На улице вечерело, в номере полумрак. Дашкевич все валялся на кровати, не пытаясь подняться и зажечь свет. В нем постепенно что-то оживало, и он понимал, что это «что-то» – трепетно-хрупкая, ускользающая память. Малейшее усилие двинуться ей навстречу приводило снова к провалу, темноте и пустоте. Вот опять в какой-то момент память стала проясняться. Андрей изо всех сил попытался зацепиться за этот спасательный круг. Он увидел лицо женщины: красивое лицо, умные глаза и небольшие морщинки под ними. Едва-едва видны… Он знает ее, знает давно, в ее глазах сейчас почему-то неприязнь к нему и отчуждение. Он хочет протянуть ей руку и сказать что-то утешающее, но она холодна, губы сомкнуты. Нет, это не неприязнь, это ненависть жертвы, готовой к сопротивлению. Картинка сменилась, теперь его о чем-то спрашивают, вокруг множество людей, обращаются к нему уважительно, он что-то уверенно отвечает, поправляя наушник, слушая текст переводчика, но… к нему обращаются как к другому человеку. Он напрягается изо всех сил, чтобы вспомнить то самое имя, которым его называли в другой жизни, но вспомнить не может. Ощущение раздвоенности не покидает. Перед глазами летает шарик для настольного тенниса, стучит по столу все громче, становится невыносимо слышать этот звук. Он как метроном: тик-так! Барабанные перепонки с трудом выдерживают. Тик-так! Тик-так! Будь он проклят! Увы, образы прошлого начали растворяться, исчезли вовсе, только пластмассовый шарик еще бьется о теннисный стол. Вот те раз… Он так пестовал эти первые свои картинки, он успел уже поверить, что процесс восстановления пошел и необратим…

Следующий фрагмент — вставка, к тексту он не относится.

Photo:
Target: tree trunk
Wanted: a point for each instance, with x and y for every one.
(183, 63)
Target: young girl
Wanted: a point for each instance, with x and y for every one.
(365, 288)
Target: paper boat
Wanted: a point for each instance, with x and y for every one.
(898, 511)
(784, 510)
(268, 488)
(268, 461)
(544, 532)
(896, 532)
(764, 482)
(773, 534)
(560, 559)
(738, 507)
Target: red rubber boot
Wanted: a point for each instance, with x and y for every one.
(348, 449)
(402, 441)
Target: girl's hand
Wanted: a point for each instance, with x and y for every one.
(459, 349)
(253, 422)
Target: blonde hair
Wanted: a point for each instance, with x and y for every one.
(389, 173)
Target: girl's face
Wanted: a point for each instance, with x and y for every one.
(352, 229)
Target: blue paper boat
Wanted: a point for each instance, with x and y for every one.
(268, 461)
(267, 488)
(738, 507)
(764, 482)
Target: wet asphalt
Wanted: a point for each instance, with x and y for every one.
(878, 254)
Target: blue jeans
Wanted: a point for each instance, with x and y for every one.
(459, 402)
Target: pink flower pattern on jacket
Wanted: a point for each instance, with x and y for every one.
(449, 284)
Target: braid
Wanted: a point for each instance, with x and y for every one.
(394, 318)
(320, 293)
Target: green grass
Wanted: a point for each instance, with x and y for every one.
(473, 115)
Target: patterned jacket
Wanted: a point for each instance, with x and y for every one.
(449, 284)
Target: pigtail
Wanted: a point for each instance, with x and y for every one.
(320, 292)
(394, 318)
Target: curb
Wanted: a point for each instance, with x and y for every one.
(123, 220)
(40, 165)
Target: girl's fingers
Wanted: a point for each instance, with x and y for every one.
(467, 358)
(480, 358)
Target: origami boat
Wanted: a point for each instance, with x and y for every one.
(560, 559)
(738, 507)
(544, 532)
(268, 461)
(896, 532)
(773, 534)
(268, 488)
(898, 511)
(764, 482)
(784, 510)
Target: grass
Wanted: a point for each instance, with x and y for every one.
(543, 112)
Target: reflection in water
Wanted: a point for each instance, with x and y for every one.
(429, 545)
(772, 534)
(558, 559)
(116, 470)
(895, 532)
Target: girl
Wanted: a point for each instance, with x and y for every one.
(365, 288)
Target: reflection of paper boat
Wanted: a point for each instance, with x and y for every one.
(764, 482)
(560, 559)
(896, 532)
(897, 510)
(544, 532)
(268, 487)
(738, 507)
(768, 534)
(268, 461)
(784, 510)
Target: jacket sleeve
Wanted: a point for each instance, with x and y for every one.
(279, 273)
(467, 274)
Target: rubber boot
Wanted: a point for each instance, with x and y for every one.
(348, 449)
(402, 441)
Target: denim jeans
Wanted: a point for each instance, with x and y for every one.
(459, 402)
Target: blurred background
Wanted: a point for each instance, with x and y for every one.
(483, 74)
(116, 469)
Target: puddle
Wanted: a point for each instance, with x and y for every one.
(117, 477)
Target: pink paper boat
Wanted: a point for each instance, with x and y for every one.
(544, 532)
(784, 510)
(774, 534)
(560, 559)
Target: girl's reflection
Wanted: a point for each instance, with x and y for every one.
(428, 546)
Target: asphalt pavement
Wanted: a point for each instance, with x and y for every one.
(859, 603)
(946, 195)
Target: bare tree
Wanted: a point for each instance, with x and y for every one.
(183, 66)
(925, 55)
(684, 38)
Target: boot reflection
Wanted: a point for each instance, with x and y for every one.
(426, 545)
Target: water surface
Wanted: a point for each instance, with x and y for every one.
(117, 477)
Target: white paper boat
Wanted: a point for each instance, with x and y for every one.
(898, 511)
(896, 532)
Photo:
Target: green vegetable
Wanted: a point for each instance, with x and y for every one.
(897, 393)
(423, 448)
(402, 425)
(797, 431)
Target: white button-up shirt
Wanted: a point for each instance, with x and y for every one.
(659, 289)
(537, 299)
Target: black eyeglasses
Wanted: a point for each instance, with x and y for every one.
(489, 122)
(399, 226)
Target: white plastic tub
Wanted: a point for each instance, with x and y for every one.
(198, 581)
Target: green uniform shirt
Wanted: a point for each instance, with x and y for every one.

Наконец, встал, подошел к окну, посмотрел вниз на дорогу, по которой тянулась вереница машин. В окна постучали порывы сильного ветра глуховатыми ударами. Молодые деревья изрядно мотало. Да еще моросил небольшой дождь. Потоки дождя прогибались, меняли направления, горстями стали хлестать по стеклу, чередуя свои атаки с ветром. Захотелось хороший кофе. Нестерпимо. Почему-то он воспринял это желание как предтечу чьего-то действия: вот, я захотел и сейчас кто-нибудь немедленно принесет. Но никто не нес. Ни через секунду, ни через минуту, ни вообще…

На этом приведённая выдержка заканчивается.